When using the bids on the daily auctions you earn up to 1.5% daily based on the Bid package value, for a 90-day period.

And such to the extent Craddock has requested an exemption for NFT Rewards’ share scheme, the applied for exemption doesn’t apply.

If you are one of the individuals that will receive shares as a participant in one of our contests, or you have purchased shares as part of our private placement offering, or you intend to purchase shares before this offer expires, you can feel confident the shares should exceed $375.00 per share sometime this year.

For someone having 2,000 shares, that can be an estimated $750,000 US Dollars.

Someone paying $1,000 for shares now could potentially see as much as $150,000 before the end of this year.

In an attempt to get around US securities law, Craddock trots out baloney about the metaverse.

What may not be clear to some is how this platform will solve a lot of issues as it is acquired and merged into the Metaverse.

The Metaverse is an unregulated platform, which protects against unwarranted attacks by regulators.

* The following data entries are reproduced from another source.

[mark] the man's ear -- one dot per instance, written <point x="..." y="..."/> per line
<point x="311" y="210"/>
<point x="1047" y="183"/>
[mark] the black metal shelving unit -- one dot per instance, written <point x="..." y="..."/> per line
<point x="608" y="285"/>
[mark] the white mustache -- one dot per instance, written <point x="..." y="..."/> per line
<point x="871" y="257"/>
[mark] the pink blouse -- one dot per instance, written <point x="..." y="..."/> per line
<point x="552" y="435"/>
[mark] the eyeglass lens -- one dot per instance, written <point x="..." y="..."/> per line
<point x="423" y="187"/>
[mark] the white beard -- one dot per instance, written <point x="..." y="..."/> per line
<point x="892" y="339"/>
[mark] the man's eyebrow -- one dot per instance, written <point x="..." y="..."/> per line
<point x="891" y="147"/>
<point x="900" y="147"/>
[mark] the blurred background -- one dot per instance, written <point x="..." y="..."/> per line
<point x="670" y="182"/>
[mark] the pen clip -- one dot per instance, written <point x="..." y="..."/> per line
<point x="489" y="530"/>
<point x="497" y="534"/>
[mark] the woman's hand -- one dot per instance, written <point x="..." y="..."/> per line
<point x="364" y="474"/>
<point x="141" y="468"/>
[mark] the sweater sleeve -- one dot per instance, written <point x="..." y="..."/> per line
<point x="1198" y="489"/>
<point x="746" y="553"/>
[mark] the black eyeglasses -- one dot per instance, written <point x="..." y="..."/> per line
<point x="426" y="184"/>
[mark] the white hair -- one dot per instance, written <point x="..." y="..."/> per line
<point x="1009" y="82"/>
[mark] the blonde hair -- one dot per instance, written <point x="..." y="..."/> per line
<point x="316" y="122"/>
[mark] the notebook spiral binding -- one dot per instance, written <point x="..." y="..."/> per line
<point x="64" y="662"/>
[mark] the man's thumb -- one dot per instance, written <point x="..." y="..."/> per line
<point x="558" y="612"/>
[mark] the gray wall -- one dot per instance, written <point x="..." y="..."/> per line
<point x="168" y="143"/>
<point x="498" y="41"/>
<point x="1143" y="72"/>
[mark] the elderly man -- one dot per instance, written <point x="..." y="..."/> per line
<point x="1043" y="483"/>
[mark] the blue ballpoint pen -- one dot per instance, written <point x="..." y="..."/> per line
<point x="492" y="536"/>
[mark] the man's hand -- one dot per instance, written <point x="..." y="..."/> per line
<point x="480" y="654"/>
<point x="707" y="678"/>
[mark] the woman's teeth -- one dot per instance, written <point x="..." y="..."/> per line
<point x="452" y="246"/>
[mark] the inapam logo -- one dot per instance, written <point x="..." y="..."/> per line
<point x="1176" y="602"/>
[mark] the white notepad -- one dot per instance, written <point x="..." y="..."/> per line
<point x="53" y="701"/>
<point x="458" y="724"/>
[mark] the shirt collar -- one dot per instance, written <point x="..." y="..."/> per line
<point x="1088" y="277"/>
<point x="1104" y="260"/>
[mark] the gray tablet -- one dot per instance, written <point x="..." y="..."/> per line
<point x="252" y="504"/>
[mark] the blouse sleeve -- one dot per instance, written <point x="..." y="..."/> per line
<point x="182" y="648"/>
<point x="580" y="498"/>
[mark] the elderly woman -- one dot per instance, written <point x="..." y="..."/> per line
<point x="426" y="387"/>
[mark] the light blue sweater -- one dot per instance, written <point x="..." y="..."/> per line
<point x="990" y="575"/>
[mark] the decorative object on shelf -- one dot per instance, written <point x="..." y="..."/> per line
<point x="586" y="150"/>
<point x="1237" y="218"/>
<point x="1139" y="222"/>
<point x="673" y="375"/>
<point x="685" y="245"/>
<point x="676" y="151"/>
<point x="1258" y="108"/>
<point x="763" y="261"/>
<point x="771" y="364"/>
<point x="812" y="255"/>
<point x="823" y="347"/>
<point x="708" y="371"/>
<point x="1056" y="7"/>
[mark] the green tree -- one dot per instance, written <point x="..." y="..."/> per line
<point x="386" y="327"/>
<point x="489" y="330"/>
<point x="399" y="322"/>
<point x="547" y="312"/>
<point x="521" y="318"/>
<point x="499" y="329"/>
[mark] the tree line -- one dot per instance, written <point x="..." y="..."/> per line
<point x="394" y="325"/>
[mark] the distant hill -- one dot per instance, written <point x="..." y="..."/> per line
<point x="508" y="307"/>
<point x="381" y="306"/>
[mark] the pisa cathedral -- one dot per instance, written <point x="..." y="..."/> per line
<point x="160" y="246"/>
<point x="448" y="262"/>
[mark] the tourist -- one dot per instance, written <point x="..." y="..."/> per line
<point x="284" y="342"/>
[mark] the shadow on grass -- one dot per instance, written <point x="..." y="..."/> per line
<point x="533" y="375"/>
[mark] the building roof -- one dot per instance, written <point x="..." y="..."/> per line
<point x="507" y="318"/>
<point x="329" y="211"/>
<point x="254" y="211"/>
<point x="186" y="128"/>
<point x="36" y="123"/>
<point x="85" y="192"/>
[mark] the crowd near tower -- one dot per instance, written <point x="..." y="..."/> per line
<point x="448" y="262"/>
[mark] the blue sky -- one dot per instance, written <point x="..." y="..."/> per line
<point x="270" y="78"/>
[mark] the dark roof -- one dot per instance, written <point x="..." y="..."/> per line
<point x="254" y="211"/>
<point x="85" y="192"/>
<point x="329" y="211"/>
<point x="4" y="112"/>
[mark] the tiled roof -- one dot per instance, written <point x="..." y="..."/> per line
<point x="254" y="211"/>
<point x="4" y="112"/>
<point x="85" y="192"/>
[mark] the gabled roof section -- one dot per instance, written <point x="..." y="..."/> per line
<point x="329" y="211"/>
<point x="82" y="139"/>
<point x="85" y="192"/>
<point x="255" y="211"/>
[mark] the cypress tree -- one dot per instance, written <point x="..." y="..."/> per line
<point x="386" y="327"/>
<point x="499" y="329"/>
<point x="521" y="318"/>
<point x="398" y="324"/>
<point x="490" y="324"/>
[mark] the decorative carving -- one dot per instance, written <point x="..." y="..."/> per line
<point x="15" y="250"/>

To be clear, securities fraud remains securities fraud regardless of the platform its committed on.

I don’t have an NFT Rewards launch date but as per Craddock’s cited May 8th investor communication;

Shortly after launch, we will be announcing a Post Launch Gathering in Las Vegas, Nevada this year.

Paul Burks, founder and CEO of Zeek Rewards, was sentenced to 14 years in prison in 2017.

Through NFT Rewards, it seems Craddock is keen to follow in Burks’ footsteps.